Did I die? I’m not sure. Did I have an out-of-body or near-death experience? I can’t say because I don’t recall. Whatever happened, it didn’t remain accessible to me, and I haven’t attempted anything such as hypnosis or experiment otherwise to retrieve those memories. But given the nature of the accident and what could have happened, I can say quite confidently that there would have been some kind of intervention.

I didn’t feel much different after the incident, as far as I can recall. I didn’t have an epiphany nor critical decision that would alter the trajectory of my life’s path. I took it in stride, and perhaps a little too easily, looking back. I had back and shoulder issues for years after the fact. I think releasing any and all resentment I may have had toward those involved helped, for it wasn’t until recent years that I’d noticed those aches had gone away. How could it not? I could just as easily have had the same accident not long after the fact. Wouldn’t I hope those involved would forgive me as well for a momentary lapse in judgment?

* * *

Life is a fleeting thing here on Earth. I wish answers were more readily available as to its meaning, purpose, and design. I’ve generally taken things as they come, perhaps a little too passive overall, but I’ve trusted that there are reasons for things out of my control. But I’ve also struggled immensely along the way trying to understand, rationalize, and justify the seemingly endless pattern of suffering and pain that most of us have to endure, in between times of relative peace and, hopefully, joy and tranquility. In my younger years, I was motivated by ideas of waking up the masses and shaking up the status quo. It was an inexhaustible fuel for my music, which, over the years, shifted more into my writings and articles such as this one.

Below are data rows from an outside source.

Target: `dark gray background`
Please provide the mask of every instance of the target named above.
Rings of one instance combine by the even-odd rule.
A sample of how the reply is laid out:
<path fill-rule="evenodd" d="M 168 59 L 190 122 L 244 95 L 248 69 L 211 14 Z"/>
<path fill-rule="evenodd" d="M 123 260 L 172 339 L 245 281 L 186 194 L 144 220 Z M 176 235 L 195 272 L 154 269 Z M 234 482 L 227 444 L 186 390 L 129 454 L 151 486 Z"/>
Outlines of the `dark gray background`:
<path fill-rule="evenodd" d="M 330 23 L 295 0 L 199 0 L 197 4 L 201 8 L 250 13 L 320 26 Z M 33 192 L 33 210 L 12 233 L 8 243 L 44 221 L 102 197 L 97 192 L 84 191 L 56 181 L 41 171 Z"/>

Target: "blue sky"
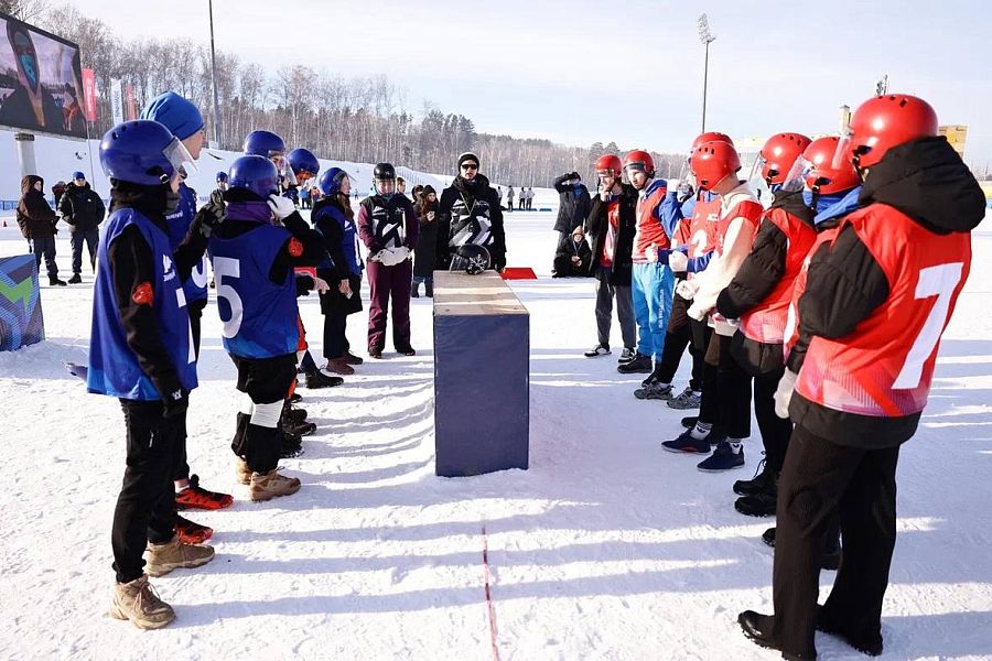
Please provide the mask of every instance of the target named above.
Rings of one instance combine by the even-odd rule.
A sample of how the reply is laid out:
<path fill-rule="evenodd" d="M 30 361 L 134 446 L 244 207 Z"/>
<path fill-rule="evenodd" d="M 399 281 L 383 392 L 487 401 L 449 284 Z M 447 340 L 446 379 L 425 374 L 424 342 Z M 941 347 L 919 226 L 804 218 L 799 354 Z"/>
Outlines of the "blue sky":
<path fill-rule="evenodd" d="M 77 6 L 133 36 L 209 39 L 206 2 Z M 992 3 L 913 2 L 354 2 L 214 0 L 217 47 L 272 67 L 389 74 L 482 131 L 587 145 L 684 151 L 700 130 L 705 11 L 707 128 L 734 137 L 838 128 L 888 74 L 941 123 L 969 124 L 966 160 L 992 166 Z"/>

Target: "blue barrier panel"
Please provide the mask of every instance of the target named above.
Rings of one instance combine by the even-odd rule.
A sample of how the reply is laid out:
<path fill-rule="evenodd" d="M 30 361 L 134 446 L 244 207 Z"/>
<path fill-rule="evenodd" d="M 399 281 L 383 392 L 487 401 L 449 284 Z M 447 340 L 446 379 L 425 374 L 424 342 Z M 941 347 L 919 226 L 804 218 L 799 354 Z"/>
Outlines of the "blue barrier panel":
<path fill-rule="evenodd" d="M 0 258 L 0 351 L 45 338 L 33 254 Z"/>
<path fill-rule="evenodd" d="M 434 470 L 527 468 L 530 315 L 495 271 L 434 272 Z"/>

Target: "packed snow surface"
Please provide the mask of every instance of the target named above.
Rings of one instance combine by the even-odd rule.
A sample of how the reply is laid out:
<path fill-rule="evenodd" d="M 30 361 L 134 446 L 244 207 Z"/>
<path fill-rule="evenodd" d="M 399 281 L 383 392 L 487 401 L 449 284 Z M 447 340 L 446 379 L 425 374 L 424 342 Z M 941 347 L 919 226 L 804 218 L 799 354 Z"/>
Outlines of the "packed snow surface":
<path fill-rule="evenodd" d="M 542 195 L 536 206 L 554 198 Z M 616 372 L 616 324 L 613 356 L 582 357 L 595 344 L 594 283 L 550 279 L 553 220 L 506 221 L 509 266 L 540 275 L 510 283 L 530 311 L 529 470 L 434 475 L 431 301 L 419 299 L 418 355 L 387 346 L 344 386 L 301 389 L 320 430 L 282 465 L 303 488 L 248 501 L 228 448 L 238 398 L 212 291 L 190 463 L 237 501 L 187 512 L 216 530 L 217 556 L 152 581 L 177 618 L 151 632 L 107 616 L 120 407 L 62 366 L 86 361 L 93 278 L 58 289 L 43 278 L 47 339 L 0 355 L 0 658 L 777 658 L 735 622 L 742 609 L 770 609 L 772 550 L 759 535 L 772 520 L 735 512 L 731 492 L 761 458 L 756 425 L 743 470 L 703 474 L 698 457 L 661 451 L 686 413 L 633 397 L 643 377 Z M 0 229 L 0 256 L 23 251 L 15 227 Z M 992 657 L 990 221 L 974 252 L 929 407 L 902 452 L 885 659 Z M 65 231 L 58 263 L 69 275 Z M 319 357 L 316 299 L 300 308 Z M 348 324 L 363 355 L 366 322 L 363 312 Z M 687 357 L 677 389 L 688 370 Z M 832 579 L 821 576 L 824 594 Z M 817 646 L 822 659 L 863 658 L 828 636 Z"/>

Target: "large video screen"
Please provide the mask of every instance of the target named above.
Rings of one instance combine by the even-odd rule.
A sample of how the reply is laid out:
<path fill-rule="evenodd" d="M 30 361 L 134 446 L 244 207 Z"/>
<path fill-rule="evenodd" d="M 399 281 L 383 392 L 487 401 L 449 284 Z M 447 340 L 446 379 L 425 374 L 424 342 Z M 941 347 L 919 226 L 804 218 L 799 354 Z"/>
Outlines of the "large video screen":
<path fill-rule="evenodd" d="M 0 126 L 86 138 L 79 46 L 0 13 Z"/>

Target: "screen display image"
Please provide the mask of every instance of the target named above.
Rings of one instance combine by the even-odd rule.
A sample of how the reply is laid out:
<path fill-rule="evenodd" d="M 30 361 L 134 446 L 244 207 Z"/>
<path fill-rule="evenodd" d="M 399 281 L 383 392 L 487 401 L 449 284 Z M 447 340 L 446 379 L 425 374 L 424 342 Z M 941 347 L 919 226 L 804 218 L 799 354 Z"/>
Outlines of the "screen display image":
<path fill-rule="evenodd" d="M 0 13 L 0 126 L 86 138 L 79 46 Z"/>

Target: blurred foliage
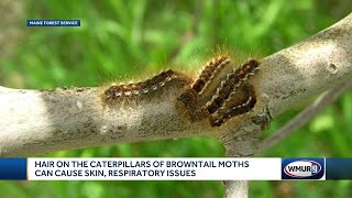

Regardless of how much a person may strive to maintain a cool head and simply absorb and adapt to life as it comes at them, there persists an uneasiness just below the surface that I won’t pretend I will ever accept as normal nor attempt to make silent. The noise is endemic to this realm; it exists and has an effect on us all. I don’t know if it was always this way, but for those of us in the here and now, we’re certainly of a particular makeup that is necessary for living in this era of great fluctuation and change.

We may go through life never experiencing something as dramatic as a near-death event. Or, we may go through a number of these near-miss events without any significant or obvious effect. For some, it is a catalyst for change. For others, it may mean nothing. Quite often we see those who have endured and survived the worst a human can go through come out the other side to pursue “the impossible” and succeed, when, perhaps if they hadn’t had those challenges to overcome, they would have likely lived a normal and perhaps excruciatingly routine existence.

It is my observation that it’s far more likely that we may die a long, slow death, existing as a mere shadow of our potential selves, playing out our story in quiet desperation, unconsciously and unwittingly succumbing to the machinations and manipulations of the system we are born into, whether it’s perceived as good or bad.

Is that good enough for you? If not, break the pattern.